Searches can result in many thousands of matches. Returning large numbers of results across the web and rendering them as a table is very time and memory consuming. As such, the first 100 matches are returned by default, allowing immediate analysis of the top matches. The remaining results can be viewed by clicking on the pagination links found above and below the table. You can see the range of matches currently selected in the bottom right corner of the table. Rows in the sequence match table that have a yellow background indicate sequences that score above the reporting thresholds, yet below the inclusion or significance thresholds. Therefore all hits, even if they score above the hit significance threshold will be deemed insignificant. Rows that have a red background indicate sequences that score above the significance/inclusion threshold, but where no single match exceeds the domain significance/inclusion thresholds.
The dark red line in the table provides a visual clue as to where the threshold lies in the results.

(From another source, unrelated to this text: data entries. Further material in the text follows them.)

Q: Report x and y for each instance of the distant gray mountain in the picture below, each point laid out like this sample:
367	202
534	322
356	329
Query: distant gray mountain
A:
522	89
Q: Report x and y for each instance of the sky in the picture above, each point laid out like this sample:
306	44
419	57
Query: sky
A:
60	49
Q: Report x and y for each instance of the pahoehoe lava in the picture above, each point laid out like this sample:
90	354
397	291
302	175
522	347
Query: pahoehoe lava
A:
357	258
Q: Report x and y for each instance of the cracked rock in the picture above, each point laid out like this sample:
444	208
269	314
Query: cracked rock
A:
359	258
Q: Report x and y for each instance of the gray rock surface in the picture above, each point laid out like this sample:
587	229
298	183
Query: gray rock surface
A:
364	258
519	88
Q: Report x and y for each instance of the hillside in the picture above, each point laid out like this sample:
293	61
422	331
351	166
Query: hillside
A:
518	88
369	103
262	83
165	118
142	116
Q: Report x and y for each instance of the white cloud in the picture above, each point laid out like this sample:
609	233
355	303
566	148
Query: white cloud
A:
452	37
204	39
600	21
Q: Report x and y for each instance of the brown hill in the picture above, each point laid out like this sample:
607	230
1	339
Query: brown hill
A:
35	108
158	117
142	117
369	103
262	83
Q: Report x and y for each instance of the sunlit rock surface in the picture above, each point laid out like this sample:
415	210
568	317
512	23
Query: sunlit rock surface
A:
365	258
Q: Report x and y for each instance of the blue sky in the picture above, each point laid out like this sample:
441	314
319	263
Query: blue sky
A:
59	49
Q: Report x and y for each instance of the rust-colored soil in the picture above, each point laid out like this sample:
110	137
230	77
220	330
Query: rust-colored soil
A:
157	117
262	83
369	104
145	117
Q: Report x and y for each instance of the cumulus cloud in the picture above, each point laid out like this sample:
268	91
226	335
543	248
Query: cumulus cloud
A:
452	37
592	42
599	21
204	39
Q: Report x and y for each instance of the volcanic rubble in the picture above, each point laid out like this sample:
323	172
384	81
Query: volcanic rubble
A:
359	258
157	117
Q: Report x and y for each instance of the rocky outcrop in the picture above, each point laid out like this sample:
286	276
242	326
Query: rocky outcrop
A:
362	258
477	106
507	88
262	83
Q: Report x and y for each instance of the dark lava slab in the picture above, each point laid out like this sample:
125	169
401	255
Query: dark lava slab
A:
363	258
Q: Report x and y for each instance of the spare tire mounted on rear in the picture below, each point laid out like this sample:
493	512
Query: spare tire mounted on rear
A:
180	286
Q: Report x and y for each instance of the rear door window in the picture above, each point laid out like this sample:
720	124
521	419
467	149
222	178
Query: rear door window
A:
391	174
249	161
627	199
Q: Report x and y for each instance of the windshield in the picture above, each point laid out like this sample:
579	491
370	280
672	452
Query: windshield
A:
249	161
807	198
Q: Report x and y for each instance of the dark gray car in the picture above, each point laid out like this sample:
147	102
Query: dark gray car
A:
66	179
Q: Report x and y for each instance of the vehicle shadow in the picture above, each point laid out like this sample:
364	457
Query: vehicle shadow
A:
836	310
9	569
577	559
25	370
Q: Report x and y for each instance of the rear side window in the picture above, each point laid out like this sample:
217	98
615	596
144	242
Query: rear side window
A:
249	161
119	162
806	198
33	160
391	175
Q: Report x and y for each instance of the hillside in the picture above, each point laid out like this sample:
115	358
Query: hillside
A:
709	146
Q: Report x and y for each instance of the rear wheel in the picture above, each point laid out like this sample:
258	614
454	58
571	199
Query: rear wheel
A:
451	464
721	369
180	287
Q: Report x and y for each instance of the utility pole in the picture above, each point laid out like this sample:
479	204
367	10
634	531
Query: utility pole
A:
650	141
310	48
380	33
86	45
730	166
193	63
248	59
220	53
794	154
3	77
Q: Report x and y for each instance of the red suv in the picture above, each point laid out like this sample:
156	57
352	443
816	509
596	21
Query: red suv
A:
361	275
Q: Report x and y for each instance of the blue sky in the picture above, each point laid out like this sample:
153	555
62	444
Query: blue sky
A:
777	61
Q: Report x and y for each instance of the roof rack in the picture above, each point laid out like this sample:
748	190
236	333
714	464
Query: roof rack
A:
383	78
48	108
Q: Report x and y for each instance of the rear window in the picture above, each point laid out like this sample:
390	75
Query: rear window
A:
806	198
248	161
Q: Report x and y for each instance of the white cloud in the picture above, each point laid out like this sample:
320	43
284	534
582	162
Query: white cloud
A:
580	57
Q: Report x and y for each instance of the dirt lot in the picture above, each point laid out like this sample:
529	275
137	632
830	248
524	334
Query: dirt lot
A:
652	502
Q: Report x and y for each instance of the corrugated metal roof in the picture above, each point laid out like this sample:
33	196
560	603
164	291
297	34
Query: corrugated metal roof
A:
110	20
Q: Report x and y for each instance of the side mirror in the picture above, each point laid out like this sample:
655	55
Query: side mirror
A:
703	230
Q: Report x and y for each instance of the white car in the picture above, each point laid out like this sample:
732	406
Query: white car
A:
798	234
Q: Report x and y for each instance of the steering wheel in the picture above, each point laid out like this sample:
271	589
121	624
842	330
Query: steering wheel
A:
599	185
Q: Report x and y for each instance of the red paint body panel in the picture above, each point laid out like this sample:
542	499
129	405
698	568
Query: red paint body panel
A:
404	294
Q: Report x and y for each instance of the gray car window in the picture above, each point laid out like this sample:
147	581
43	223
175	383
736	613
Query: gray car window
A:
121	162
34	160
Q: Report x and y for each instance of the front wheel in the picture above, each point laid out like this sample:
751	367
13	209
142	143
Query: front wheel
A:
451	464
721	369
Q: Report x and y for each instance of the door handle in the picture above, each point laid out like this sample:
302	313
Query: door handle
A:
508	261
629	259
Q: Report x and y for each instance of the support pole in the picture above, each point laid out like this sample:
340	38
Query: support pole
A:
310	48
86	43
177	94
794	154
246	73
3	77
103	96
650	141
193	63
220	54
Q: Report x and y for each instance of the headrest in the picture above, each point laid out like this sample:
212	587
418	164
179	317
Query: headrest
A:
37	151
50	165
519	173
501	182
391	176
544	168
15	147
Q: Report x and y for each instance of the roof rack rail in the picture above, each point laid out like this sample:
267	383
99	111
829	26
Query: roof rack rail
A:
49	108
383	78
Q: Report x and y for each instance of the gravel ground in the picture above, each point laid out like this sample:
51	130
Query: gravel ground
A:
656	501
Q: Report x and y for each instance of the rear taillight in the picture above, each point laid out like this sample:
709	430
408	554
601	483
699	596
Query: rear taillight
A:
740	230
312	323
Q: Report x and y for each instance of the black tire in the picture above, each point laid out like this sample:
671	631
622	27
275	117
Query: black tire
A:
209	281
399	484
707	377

Clicking on the right facing arrows (>) in the very first column of the table will reveal the alignment. The show all link in the table footer allows the display of all hit alignments for the sequences shown in the display (this is limited to tables of 100 rows or fewer).
At the end of each row in the sequence hit table there is a “show” link. Clicking on this link displays the maximum expected accuracy (MEA) alignment between the query and the target. For each hit between the query and targets there are five rows in the alignment:
- Position line
- (*) occur every 10th column of the alignment.
- Query line
- the most probable sequence from the HMM that is coloured according to the match. In the case of a single sequence search, it is the query sequence.
- Match line
- indicates identical residues (letters) or similar residues (+)
- Target line
- the sequence aligned to the MODEL which is coloured according to the posterior probability.
- PP line
- the per position posterior probability
Above the alignment the match details are presented:
- Query start/end
- The start/end of the MEA alignment of this domain/hit with respect to the profile HMM, which directly relates to the query sequence for phmmer. For hmmsearch, the number corresponds to the match states that HMMER determined from the initial input alignment.
- Target Envelope
- the domain envelope on the sequences defines a subsequence for which their is substantial probability mass supporting a homologous domain/hit, whether or not a single discrete alignment can be identified. The envelope may extend beyond the positions of the MEA alignment.
- Target Alignment
- The start/end of the maximum expected accuracy (MEA) alignment of this domain with respect to the target sequence.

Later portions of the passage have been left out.